We introduce the first example of algebraically constructed hierarchical quasi-cyclic codes. These codes are built from Reed-Solomon codes using a 1964 construction of superimposed codes by Kautz and Singleton. We show both the number of levels in the hierarchy and the index of these Reed-Solomon derived codes are determined by the field size. We show that this property also holds for certain additional classes of polynomial evaluation codes. We provide explicit code parameters and properties as well as some additional bounds on parameters such as rank and distance. In particular, starting with Reed-Solomon codes of dimension $k=2$ yields hierarchical quasi-cyclic codes with Tanner graphs of girth 6. We present a table of small code parameters and note that some of these codes meet the best known minimum distance for binary codes, with the additional hierarchical quasi-cyclic structure. We draw connections to similar constructions in the literature, but importantly, while existing literature on related codes is largely simulation-based, we present a novel algebraic approach to determining new bounds on parameters of these codes.
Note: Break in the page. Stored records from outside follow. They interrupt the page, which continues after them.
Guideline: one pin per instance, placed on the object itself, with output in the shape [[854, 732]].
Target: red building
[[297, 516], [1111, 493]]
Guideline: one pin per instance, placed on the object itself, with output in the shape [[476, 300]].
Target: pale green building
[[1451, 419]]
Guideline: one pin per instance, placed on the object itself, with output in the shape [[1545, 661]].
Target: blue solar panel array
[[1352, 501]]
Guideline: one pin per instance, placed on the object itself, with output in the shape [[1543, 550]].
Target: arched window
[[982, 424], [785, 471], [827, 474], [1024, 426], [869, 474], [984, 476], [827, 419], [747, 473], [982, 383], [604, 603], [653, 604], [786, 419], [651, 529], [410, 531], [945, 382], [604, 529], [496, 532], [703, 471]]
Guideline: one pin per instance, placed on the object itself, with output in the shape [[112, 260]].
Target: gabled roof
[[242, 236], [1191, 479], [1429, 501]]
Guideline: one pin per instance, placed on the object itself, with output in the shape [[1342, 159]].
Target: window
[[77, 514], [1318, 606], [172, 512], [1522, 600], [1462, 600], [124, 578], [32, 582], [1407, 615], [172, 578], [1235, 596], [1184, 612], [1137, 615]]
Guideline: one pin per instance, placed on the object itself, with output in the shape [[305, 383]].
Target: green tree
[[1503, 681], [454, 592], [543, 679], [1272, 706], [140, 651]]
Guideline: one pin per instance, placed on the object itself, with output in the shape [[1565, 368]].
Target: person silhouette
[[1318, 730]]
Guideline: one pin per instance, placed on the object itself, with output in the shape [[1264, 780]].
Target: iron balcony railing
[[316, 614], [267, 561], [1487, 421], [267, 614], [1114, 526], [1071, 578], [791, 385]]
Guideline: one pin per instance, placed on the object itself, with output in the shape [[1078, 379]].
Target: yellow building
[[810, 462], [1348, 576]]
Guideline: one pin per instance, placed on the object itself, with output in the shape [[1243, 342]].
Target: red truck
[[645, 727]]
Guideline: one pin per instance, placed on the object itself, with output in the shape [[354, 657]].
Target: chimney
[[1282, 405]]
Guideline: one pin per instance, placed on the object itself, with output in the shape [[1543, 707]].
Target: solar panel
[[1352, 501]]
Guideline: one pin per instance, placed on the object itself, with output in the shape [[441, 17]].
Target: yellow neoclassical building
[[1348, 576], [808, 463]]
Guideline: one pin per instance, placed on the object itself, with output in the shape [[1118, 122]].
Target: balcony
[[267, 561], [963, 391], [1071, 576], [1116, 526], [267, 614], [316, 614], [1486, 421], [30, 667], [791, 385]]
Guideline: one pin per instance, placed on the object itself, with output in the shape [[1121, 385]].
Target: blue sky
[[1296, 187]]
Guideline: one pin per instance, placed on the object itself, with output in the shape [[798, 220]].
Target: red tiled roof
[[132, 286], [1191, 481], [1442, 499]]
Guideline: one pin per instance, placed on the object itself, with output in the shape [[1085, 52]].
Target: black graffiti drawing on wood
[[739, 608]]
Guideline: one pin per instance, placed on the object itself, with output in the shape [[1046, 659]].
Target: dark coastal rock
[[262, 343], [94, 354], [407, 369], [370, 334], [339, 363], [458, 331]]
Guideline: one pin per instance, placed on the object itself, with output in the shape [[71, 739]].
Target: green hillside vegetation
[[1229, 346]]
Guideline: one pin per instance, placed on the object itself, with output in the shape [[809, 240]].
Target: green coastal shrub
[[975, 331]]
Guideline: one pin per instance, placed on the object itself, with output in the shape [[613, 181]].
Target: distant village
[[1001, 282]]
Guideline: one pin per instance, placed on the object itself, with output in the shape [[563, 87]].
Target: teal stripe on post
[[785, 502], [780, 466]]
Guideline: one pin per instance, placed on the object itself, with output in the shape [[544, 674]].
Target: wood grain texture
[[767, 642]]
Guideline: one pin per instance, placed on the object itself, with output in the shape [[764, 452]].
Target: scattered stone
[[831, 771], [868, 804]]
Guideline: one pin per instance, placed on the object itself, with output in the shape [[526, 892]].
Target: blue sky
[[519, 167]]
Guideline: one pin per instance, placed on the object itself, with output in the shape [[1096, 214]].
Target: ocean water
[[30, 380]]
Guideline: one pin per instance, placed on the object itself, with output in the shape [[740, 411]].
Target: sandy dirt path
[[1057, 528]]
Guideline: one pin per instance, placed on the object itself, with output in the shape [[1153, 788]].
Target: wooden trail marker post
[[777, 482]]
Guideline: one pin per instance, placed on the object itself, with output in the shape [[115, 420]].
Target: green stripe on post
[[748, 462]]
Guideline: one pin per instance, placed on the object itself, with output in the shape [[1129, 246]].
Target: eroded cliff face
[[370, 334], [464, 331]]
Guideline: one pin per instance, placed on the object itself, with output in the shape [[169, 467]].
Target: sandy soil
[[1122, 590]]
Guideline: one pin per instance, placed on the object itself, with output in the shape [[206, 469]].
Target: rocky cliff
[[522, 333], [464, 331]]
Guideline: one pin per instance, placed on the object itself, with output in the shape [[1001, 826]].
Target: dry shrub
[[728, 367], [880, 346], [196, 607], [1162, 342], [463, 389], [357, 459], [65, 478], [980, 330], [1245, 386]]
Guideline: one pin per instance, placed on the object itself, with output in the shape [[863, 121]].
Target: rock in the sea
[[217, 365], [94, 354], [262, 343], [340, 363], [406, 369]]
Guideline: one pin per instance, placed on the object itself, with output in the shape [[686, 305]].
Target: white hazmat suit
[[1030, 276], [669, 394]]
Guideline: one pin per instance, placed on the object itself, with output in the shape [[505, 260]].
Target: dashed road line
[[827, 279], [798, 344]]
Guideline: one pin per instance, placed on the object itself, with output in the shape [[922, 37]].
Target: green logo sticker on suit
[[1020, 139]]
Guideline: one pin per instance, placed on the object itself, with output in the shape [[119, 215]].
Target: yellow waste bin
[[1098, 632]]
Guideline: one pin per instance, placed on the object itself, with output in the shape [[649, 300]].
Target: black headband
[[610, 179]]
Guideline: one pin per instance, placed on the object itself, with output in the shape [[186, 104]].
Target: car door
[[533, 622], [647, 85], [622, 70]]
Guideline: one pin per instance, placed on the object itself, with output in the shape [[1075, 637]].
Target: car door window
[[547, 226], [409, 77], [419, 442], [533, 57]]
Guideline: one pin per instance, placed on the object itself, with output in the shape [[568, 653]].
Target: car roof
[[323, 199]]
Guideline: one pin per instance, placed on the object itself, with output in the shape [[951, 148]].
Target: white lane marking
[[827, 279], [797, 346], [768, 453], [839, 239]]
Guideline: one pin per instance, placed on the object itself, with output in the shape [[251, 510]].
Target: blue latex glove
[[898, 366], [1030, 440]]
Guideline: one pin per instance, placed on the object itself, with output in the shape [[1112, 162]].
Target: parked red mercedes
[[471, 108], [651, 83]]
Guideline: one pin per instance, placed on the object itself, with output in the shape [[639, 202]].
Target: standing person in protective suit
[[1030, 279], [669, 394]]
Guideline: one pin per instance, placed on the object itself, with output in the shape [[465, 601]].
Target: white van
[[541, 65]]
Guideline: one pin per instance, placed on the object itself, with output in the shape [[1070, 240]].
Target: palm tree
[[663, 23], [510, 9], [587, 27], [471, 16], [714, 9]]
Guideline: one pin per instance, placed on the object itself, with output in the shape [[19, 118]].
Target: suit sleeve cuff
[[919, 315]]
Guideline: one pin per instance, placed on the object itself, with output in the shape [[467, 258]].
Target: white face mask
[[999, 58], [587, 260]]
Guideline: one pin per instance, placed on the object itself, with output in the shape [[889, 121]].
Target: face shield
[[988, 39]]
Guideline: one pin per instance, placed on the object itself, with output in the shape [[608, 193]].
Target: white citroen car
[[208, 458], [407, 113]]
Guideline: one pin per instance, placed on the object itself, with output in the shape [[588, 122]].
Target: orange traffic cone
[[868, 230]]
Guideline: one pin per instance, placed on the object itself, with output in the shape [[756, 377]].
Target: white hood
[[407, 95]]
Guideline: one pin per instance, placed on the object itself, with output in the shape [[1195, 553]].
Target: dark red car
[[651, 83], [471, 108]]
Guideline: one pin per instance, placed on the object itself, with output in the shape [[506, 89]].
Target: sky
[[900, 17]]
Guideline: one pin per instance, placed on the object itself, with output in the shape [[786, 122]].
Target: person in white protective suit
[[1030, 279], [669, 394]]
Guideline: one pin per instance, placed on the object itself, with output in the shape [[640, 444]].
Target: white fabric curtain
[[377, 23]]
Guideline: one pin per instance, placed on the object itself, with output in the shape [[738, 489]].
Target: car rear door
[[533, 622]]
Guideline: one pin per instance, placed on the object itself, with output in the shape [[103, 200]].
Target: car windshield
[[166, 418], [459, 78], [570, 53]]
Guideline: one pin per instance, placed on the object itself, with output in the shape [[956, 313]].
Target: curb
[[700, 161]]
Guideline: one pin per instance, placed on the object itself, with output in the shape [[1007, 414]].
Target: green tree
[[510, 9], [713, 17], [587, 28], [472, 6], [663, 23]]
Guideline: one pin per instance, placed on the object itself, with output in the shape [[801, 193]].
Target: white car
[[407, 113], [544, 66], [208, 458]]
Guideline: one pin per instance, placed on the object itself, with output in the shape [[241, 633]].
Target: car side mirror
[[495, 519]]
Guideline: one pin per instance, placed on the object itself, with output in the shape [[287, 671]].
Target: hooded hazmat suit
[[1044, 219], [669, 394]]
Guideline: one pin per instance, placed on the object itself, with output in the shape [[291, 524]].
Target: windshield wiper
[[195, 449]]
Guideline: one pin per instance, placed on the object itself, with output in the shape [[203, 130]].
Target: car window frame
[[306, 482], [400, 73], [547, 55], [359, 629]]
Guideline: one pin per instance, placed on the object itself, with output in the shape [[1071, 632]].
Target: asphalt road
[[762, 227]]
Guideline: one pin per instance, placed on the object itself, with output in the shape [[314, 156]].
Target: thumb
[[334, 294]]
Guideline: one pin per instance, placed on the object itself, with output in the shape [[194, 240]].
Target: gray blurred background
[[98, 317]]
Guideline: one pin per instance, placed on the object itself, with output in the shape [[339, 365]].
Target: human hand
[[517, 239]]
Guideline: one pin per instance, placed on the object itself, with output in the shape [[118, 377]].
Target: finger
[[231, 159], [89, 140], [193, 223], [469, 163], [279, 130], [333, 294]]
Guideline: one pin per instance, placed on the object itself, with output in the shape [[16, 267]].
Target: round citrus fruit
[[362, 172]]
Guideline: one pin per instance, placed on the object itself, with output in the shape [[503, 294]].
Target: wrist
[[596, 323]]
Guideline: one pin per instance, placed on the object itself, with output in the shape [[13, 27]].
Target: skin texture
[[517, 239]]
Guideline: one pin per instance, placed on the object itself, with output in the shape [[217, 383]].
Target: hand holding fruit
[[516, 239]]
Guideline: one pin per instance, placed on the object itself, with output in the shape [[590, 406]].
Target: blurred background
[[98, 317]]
翻译：本文首次提出了代数构造的分层准循环码。这些码基于里德-所罗门码，采用Kautz与Singleton于1964年提出的叠加码构造方法构建。我们证明了该层次结构的级数以及这些由里德-所罗门码导出的码的指数均由域的大小决定。我们还证明了该性质对某些其他类型的多项式求值码同样成立。我们给出了明确的码参数与性质，并对秩、距离等参数提供了额外的界。特别地，从维度$k=2$的里德-所罗门码出发，可构造出Tanner图围长为6的分层准循环码。我们列出了小参数码表，并指出其中部分码在具备分层准循环结构的同时，达到了二元码当前已知的最佳最小距离。我们将其与文献中的类似构造进行了关联比较，但重要的是，现有相关码的研究主要基于仿真，而本文提出了一种新颖的代数方法来确定这些码参数的新界。